In Louisiana, more than 140,000 homes in areas around Baton Rouge may have been affected by heavy rain and flooding that began on Aug. 11. Much of the hardest-hit areas were not considered at high risk for flooding, according to the Federal Emergency Management Agency, so many homes did not carry flood insurance. Homes in high-risk areas must carry flood insurance if they carry a federally backed mortgage, but coverage is optional for lower-risk zones.
In Louisiana, about 42 percent of homes in high-risk areas have flood insurance, but just 12.5 percent of homeowners in low- and moderate-risk areas do, according to FEMA.
A local business organization, Baton Rouge Area Chamber, called the flooding “almost unprecedented” and estimated that no more than 15 percent of homes in the region were insured against flooding.
Unlike flooding, damage or destruction of a home by a wildfire — or any other type of fire — is usually covered by a standard homeowner’s insurance policy, according to the Insurance Information Institute. Cleaning of smoke-damaged property, like furniture, is also covered.
In California, the fast-moving Blue Cut fire forced the evacuation of about 82,000 residents in and around San Bernardino County and damaged more than 100 homes. Residents began returning to their homes this week, but wildfires continued to burn elsewhere in the state.

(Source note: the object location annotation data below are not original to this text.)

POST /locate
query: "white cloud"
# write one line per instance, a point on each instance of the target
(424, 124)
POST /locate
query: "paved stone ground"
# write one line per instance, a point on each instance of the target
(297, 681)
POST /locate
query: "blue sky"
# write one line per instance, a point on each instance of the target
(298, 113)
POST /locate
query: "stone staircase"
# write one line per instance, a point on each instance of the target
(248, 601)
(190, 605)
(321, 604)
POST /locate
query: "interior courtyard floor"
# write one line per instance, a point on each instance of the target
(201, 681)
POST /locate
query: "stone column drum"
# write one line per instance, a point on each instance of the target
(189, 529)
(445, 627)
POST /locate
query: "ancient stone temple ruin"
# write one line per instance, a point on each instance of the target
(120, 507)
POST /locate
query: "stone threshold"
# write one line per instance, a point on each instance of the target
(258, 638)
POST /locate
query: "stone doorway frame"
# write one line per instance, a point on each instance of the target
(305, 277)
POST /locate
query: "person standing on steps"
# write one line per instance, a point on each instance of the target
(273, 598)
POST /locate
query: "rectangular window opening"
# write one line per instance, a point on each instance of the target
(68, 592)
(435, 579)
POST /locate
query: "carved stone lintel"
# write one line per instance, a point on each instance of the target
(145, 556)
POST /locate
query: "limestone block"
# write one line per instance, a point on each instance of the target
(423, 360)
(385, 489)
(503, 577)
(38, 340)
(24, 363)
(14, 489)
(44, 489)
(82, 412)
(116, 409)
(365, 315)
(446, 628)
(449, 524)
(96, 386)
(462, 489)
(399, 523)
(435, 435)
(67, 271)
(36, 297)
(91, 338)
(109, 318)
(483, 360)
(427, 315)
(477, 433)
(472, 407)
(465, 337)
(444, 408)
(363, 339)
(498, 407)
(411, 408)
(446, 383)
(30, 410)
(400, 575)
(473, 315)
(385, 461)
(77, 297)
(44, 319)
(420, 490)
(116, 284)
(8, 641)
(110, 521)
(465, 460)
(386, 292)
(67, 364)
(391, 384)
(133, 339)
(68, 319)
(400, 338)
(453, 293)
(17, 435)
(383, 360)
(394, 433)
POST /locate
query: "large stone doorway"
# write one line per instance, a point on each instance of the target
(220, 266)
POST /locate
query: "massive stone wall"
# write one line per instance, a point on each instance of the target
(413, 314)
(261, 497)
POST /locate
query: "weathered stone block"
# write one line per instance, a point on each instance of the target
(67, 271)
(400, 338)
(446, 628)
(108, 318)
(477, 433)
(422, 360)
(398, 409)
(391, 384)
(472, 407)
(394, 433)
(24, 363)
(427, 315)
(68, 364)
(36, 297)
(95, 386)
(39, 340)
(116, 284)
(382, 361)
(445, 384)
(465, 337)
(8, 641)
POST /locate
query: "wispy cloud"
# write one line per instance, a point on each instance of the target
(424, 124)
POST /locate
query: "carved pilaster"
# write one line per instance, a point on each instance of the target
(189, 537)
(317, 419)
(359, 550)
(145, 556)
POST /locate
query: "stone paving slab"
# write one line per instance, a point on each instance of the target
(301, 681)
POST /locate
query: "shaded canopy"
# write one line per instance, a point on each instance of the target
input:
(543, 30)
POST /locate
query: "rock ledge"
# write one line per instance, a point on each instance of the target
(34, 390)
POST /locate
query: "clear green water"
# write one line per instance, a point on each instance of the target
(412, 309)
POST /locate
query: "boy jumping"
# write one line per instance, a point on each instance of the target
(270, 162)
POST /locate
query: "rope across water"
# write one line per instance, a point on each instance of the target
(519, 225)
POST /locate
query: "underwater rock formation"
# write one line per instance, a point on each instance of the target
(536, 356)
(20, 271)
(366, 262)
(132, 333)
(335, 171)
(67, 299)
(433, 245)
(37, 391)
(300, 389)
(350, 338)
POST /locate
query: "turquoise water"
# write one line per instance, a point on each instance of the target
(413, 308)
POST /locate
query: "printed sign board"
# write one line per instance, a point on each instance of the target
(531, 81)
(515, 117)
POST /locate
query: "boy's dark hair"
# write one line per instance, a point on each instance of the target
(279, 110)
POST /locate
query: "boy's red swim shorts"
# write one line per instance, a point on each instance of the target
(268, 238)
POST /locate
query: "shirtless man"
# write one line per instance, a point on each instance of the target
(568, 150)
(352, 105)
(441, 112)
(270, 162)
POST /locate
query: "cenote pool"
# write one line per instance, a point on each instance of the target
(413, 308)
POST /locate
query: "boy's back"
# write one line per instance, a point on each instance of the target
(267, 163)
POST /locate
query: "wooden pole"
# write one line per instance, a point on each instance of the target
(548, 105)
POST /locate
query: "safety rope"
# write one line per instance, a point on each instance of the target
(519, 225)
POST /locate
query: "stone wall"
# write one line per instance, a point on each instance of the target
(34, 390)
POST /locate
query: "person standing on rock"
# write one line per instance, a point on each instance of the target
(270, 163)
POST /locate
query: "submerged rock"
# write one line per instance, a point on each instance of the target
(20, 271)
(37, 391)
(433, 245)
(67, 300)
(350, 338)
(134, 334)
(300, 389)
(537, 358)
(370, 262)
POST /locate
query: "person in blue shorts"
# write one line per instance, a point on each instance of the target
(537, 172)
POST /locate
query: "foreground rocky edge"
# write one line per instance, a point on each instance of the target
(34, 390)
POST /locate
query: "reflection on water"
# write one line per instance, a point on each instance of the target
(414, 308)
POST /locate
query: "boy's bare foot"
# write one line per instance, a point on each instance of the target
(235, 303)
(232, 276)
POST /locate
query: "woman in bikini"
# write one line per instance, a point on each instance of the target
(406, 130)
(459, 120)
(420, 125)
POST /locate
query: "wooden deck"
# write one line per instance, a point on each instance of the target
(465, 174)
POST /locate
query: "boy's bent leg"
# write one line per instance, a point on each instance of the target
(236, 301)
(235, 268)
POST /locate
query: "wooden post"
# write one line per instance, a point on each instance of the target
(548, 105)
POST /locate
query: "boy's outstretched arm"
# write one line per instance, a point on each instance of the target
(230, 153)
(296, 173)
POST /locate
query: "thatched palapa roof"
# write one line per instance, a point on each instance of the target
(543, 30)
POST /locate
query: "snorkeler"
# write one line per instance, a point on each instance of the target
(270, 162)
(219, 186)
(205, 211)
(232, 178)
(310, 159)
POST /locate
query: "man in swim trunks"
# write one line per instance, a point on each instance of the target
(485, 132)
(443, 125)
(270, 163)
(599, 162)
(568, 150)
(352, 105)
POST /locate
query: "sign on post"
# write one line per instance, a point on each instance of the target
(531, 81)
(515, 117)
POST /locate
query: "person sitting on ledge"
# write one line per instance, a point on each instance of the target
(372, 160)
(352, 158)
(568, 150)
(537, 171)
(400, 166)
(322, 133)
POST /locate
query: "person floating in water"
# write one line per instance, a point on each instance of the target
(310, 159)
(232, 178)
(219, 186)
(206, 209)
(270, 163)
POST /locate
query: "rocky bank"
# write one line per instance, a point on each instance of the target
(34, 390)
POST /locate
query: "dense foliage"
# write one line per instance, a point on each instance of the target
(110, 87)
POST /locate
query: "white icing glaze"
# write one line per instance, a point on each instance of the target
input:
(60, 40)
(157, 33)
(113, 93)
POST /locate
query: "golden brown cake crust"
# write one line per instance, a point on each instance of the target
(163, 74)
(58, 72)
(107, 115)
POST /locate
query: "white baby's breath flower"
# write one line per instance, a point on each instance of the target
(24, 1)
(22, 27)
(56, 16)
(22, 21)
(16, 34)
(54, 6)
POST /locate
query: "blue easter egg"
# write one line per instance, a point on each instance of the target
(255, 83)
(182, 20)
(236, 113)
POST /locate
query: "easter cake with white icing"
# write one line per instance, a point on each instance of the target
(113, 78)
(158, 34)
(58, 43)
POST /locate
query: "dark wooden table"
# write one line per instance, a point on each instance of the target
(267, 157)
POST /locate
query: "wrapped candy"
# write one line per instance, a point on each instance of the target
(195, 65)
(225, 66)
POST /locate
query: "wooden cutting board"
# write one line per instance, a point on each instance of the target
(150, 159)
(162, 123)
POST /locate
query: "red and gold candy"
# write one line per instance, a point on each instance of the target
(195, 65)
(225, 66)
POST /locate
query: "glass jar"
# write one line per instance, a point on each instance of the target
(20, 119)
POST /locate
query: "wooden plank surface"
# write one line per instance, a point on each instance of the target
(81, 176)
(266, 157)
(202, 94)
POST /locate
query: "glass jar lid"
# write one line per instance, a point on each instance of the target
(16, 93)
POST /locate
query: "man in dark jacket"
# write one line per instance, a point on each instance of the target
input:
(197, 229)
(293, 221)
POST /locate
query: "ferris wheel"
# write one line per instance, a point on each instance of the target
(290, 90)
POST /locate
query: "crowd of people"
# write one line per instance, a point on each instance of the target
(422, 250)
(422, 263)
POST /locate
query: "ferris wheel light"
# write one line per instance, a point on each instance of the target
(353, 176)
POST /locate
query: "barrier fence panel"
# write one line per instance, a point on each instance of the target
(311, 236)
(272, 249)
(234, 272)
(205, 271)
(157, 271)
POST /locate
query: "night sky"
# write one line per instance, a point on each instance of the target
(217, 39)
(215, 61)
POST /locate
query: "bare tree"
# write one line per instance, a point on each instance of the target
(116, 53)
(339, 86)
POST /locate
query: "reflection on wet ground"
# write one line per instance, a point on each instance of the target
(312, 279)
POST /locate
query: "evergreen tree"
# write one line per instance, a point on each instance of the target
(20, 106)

As with flood damage, it is wise to take pictures before cleaning up or removing debris, Ms. Bach said.
United Policyholders has tips on its website for filing insurance claims after a disaster.
Here are questions and answers about insurance coverage for floods and fire:

Should I consider buying flood insurance even if I live in a low-risk area?

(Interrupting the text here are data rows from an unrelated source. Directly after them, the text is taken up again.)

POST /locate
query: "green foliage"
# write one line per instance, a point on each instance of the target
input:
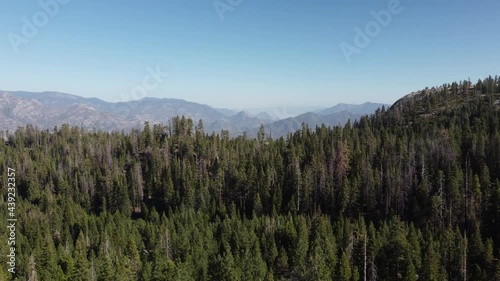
(409, 193)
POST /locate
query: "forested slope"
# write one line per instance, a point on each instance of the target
(409, 193)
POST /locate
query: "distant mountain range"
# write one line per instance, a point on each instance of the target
(49, 109)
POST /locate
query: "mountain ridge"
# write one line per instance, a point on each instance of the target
(49, 108)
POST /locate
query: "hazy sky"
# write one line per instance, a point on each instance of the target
(256, 53)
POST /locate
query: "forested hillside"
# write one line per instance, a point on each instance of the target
(409, 193)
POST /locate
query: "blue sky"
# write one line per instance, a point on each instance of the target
(260, 53)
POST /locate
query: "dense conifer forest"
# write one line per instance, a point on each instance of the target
(411, 192)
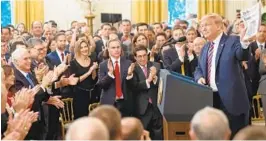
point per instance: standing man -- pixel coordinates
(220, 68)
(114, 76)
(145, 87)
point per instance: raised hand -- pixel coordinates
(23, 99)
(131, 69)
(55, 100)
(153, 71)
(21, 123)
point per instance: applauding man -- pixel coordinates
(114, 78)
(145, 83)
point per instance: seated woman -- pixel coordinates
(83, 68)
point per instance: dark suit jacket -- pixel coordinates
(107, 83)
(140, 89)
(54, 60)
(262, 72)
(171, 61)
(41, 96)
(229, 75)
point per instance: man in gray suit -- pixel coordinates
(262, 82)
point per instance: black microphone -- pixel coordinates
(181, 39)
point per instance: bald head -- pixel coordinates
(209, 124)
(111, 117)
(87, 128)
(251, 133)
(132, 128)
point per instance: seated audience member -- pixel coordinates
(198, 43)
(191, 34)
(251, 133)
(87, 128)
(132, 129)
(209, 124)
(111, 118)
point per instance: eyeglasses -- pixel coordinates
(142, 56)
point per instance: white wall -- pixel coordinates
(232, 5)
(65, 11)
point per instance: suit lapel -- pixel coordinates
(220, 49)
(204, 59)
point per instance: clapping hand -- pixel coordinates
(21, 123)
(23, 99)
(94, 66)
(72, 80)
(48, 79)
(110, 67)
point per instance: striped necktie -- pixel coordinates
(210, 54)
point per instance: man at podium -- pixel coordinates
(219, 67)
(145, 87)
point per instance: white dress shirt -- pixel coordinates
(213, 68)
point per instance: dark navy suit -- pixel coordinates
(229, 79)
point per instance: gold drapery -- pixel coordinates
(27, 11)
(210, 6)
(149, 11)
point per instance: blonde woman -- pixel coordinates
(85, 70)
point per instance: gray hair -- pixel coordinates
(17, 54)
(87, 128)
(210, 124)
(34, 41)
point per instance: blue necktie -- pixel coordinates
(29, 80)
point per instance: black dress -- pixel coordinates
(83, 93)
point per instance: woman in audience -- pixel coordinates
(83, 68)
(9, 82)
(191, 35)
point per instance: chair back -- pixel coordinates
(67, 113)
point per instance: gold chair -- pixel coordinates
(93, 106)
(66, 115)
(257, 109)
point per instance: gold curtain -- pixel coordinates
(210, 6)
(27, 11)
(149, 11)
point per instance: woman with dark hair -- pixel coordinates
(83, 68)
(141, 39)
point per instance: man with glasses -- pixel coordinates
(145, 83)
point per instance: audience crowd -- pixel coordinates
(119, 68)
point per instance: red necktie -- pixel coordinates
(62, 55)
(117, 81)
(210, 54)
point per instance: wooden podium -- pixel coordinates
(179, 98)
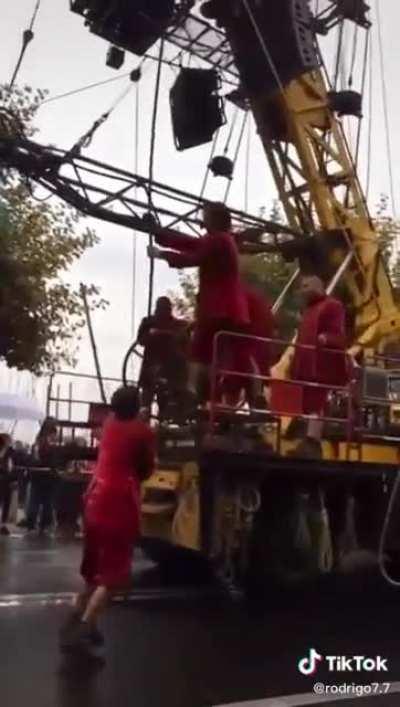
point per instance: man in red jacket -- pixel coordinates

“Yes,” Ms. Bach said, noting that in recent years, flooding has occurred in areas that have not been considered high risk.
In a brief telephone interview, Roy Wright, director of FEMA’s flood insurance program, said homes in lower-risk areas are eligible for so-called preferred-risk policies that carry lower premiums. “People who live in moderate- to low-risk areas should buy flood insurance,” he said. FEMA says that more than 20 percent of flood claims come from policies outside high-risk areas.
FEMA says the average flood insurance premium is about $700, although those for high-risk zones can be much higher. But premiums for preferred-risk policies can range from $240 to $450 a year, Mr. Wright said.
Federal flood policies pay up to $250,000 for damage to a building and its systems, and up to $100,000 for personal belongings, including clothes, furniture and appliances.
To see if your home is in a lower-risk area and what your premium might be, enter your address into FEMA’s online premium estimator.

Does insurance pay for temporary housing after a disaster?

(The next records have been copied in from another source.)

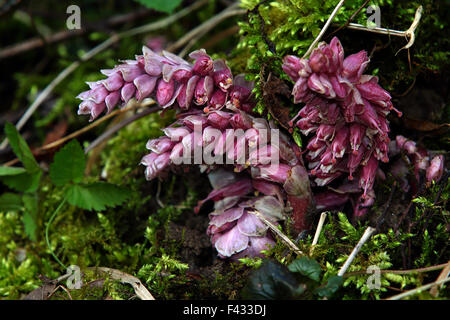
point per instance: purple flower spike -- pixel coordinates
(344, 115)
(164, 77)
(204, 64)
(165, 91)
(435, 170)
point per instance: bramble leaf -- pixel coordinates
(331, 287)
(307, 267)
(11, 171)
(68, 164)
(96, 196)
(24, 182)
(272, 281)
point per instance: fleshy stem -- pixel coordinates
(324, 29)
(47, 228)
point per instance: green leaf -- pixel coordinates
(68, 164)
(96, 196)
(30, 216)
(307, 267)
(10, 201)
(20, 148)
(272, 281)
(166, 6)
(331, 287)
(11, 171)
(24, 182)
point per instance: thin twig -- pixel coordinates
(417, 290)
(88, 55)
(409, 34)
(207, 25)
(324, 29)
(323, 216)
(419, 270)
(108, 133)
(367, 234)
(140, 290)
(75, 134)
(272, 227)
(350, 19)
(443, 275)
(37, 42)
(388, 204)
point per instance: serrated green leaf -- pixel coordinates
(307, 267)
(272, 281)
(24, 182)
(10, 201)
(11, 171)
(68, 164)
(331, 287)
(96, 196)
(20, 148)
(166, 6)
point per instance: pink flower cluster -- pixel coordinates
(234, 231)
(287, 179)
(416, 157)
(345, 111)
(166, 78)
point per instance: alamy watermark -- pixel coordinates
(232, 146)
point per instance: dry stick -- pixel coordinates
(120, 125)
(88, 55)
(417, 290)
(272, 227)
(407, 34)
(207, 25)
(324, 29)
(419, 270)
(77, 133)
(37, 42)
(318, 230)
(367, 234)
(140, 290)
(350, 19)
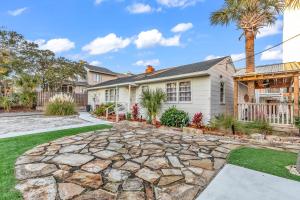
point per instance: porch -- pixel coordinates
(271, 93)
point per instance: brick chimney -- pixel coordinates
(149, 69)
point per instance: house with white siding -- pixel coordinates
(205, 87)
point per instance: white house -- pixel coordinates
(205, 87)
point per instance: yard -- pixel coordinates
(265, 160)
(12, 148)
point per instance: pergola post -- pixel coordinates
(129, 97)
(296, 96)
(116, 105)
(251, 91)
(235, 98)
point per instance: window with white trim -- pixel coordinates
(185, 91)
(110, 95)
(145, 88)
(171, 92)
(222, 92)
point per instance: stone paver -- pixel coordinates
(129, 161)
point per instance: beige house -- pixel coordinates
(205, 87)
(95, 75)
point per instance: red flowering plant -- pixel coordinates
(197, 120)
(135, 111)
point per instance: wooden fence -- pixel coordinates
(80, 99)
(274, 113)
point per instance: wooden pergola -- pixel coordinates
(285, 76)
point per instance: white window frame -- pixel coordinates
(176, 92)
(224, 93)
(190, 84)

Federal flood insurance policies do not cover temporary housing, Ms. Bach said, and that can present a financial challenge for displaced families. Victims can, however, seek disaster aid. In Louisiana, the federal government has declared a major disaster in 20 parishes, making the residents there eligible for financial assistance, including grants for temporary housing and home repairs. FEMA encourages people to register for aid even if they have insurance, the agency’s spokesman, Rafael Lemaitre, said. “There may be uninsured losses we can cover, depending on the situation.”
Those filing for federal assistance should “document everything,” Mr. Lemaitre said, and expect a visit from a FEMA housing inspector.
In the case of damage from a wildfire, most homeowner policies provide extra living expenses, like the cost of temporary housing and meals out if residents had to evacuate, or must live elsewhere while the home is repaired or rebuilt, according to the Insurance Information Institute. Keep receipts to document expenses.

What if my car is flooded or burned?

Flood insurance generally does not cover damage to your car. But if you carry automobile insurance, flood damage will typically be covered by the “comprehensive” part of the policy, if you bought that coverage. It is often optional. Comprehensive coverage also pays if your car is damaged or destroyed by fire.